Ello nos ayudará asimismo a ser pacientes cuando no se nos comprende y a resistir cuando nos hallamos en presencia del mal. Podemos tranquilamente someter a la consideración del tribunal de Cristo todo asunto que nos concierne o que concierne a nuestros hermanos. Nos permitirá adoptar el lenguaje del apóstol Pablo: “Yo en muy poco tengo el ser juzgado por vosotros, o por tribunal humano; y ni aun yo me juzgo a mí mismo. Porque aunque de nada tengo mala conciencia, no por eso soy justificado; pero el que me juzga es el Señor.

Así que, no juzguéis nada antes de tiempo, hasta que venga el Señor, el cual aclarará también lo oculto de las tinieblas, y manifestará las intenciones de los corazones; y entonces cada uno recibirá su alabanza de Dios” (1 Corintios 4:3-5). La influencia de esta verdad, si es conocida en el poder del Espíritu Santo, será incalculable. Ella producirá en nosotros ejercicios de conciencia, incluso acerca de nuestros más pequeños actos y mantendrá continuamente en nuestras almas la santidad del Señor al que servimos. Al mismo tiempo, nos guardará de estar ocupados con las faltas de nuestros hermanos,1 al recordarnos sin cesar las palabras del apóstol: “¿Tú quién eres, que juzgas al criado ajeno?

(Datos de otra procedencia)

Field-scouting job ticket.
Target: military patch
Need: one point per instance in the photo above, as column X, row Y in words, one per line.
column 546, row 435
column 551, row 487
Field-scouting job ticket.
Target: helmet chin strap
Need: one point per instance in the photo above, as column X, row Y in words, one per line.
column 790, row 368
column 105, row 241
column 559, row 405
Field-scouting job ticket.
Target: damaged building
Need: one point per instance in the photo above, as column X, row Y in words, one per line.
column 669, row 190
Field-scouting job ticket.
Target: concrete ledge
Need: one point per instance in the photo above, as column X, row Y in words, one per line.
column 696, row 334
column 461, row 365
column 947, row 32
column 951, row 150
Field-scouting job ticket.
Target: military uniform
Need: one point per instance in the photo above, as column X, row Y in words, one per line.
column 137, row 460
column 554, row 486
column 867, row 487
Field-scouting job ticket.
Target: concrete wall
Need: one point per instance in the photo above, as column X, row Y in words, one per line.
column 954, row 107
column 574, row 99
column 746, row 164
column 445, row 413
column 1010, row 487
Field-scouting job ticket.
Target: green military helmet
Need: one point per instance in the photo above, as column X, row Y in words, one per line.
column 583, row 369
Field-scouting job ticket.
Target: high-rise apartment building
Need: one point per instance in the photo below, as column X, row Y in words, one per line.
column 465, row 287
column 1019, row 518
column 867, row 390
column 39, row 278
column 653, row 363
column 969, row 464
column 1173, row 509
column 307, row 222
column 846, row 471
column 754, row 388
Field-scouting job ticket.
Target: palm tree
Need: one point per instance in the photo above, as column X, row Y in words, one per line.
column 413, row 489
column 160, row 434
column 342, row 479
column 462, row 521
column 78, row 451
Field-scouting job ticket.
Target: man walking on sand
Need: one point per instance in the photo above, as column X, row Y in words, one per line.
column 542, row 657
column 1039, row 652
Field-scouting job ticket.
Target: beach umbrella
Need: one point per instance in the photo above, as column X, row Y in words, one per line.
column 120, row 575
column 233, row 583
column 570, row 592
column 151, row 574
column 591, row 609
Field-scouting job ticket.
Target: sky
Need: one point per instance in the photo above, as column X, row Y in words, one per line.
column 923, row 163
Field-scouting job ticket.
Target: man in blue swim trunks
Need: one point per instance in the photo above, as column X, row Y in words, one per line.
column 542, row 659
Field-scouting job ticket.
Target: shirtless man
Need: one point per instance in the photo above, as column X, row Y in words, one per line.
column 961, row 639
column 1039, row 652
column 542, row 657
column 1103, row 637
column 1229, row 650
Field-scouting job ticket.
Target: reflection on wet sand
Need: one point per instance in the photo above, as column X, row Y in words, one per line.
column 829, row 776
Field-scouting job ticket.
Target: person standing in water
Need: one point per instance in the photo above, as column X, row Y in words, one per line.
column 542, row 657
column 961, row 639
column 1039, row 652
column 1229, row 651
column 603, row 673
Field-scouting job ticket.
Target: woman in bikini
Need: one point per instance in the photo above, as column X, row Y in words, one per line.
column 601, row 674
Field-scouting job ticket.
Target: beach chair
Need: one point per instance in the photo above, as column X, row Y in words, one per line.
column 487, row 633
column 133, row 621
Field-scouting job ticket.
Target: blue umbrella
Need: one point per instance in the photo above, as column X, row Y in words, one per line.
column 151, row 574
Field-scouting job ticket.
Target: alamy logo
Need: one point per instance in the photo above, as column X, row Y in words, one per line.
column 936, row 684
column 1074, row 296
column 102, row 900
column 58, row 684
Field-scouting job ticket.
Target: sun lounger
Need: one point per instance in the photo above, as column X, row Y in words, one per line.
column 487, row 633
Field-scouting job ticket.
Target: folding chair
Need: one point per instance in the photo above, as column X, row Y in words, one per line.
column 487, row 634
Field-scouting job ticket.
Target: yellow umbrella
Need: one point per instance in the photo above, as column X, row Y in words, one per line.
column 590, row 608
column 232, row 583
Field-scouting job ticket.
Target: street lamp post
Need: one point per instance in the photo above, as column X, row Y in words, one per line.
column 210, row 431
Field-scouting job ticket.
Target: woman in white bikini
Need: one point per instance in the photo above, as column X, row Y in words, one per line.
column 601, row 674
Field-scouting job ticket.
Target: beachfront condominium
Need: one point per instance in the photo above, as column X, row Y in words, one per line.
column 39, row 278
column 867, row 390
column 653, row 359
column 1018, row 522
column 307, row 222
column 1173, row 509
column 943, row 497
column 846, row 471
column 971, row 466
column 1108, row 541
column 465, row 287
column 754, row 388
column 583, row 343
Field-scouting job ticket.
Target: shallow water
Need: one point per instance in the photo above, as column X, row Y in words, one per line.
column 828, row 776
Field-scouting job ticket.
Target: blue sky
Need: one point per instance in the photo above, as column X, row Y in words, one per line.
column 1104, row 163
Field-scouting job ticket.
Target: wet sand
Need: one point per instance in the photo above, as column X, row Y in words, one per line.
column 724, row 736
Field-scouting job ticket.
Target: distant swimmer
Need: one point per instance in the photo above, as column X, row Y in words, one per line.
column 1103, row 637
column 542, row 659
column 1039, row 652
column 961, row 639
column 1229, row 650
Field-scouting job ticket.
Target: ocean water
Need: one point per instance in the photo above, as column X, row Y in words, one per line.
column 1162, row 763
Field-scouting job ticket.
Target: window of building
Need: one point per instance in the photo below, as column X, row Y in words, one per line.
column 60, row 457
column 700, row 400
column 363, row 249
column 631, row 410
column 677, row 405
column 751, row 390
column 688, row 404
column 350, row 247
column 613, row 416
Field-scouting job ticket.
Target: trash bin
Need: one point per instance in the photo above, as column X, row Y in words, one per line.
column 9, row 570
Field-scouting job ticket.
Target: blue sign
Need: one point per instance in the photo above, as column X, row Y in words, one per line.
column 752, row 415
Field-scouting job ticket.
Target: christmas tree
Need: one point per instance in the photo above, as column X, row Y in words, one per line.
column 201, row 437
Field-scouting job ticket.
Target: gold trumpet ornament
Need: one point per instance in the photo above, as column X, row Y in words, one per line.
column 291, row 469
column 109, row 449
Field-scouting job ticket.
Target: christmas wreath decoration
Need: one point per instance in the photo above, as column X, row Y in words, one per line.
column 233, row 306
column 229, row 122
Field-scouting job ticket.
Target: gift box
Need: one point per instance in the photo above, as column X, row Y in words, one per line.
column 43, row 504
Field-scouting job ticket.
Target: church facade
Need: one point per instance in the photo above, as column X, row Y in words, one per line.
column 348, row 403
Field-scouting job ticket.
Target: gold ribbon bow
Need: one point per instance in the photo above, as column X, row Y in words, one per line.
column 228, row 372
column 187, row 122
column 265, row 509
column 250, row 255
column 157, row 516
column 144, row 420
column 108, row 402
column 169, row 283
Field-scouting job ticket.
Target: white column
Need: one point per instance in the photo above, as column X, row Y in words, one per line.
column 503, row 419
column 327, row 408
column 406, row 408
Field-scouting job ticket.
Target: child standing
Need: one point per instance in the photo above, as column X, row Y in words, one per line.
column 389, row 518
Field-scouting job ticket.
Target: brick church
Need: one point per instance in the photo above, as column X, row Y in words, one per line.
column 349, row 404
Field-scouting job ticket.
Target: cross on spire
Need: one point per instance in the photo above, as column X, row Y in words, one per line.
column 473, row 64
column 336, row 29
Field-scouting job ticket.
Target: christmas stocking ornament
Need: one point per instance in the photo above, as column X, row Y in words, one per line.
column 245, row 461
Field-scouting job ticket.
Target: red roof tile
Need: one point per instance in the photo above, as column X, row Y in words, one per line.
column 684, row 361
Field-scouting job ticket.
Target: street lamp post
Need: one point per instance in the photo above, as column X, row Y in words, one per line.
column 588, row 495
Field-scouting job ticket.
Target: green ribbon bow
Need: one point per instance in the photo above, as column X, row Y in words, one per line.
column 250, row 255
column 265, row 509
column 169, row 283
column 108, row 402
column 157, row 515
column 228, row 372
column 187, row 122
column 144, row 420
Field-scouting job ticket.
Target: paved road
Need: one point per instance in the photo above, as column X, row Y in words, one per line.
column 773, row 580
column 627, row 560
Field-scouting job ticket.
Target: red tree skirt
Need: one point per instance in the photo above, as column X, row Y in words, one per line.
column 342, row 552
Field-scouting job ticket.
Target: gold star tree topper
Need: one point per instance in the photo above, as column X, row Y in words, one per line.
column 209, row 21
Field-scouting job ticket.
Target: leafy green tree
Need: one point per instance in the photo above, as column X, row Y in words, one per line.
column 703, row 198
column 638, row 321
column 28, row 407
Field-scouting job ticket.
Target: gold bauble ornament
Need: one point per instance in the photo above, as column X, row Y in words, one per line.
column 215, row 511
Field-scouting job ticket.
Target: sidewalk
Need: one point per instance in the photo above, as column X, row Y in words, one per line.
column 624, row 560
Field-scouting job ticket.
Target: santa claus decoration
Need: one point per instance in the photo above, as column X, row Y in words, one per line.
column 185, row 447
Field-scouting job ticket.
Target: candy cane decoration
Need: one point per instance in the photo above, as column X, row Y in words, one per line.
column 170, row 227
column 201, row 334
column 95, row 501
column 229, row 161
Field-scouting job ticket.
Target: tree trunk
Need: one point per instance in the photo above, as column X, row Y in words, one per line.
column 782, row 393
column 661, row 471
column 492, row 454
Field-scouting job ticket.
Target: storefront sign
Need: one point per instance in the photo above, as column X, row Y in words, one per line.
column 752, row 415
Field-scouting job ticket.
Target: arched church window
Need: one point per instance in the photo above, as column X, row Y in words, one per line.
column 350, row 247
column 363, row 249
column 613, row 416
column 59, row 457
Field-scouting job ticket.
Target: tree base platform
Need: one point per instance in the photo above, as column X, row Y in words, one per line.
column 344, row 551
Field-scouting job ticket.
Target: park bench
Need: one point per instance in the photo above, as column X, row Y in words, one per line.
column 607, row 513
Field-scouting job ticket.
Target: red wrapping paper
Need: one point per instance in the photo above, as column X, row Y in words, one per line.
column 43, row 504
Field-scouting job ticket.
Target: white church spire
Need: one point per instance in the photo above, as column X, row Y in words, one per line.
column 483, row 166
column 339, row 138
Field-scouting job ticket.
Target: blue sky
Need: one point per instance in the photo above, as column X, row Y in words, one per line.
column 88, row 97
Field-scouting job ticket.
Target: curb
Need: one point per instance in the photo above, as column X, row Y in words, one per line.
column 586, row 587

Para su propio señor está en pie, o cae” (Romanos 14:4).

Quiera el Señor ayudarnos a vivir constantemente bajo la potencia de esta verdad, a fin de que todas nuestras palabras puedan ser pronunciadas y todos nuestros actos cumplidos a la luz de ese día.

 

  • 1Nota del E.: Aquí, por supuesto, el autor no quiere decir que no debemos ocuparnos de ejercer la disciplina en la iglesia si un hermano comete pecados sujetos a tal disciplina. «En la iglesia donde el Dios santo tiene su habitación, no es posible permitir que continúe una situación en la que el pecado no es juzgado» (La disciplina en la asamblea, de R. K. Campbell).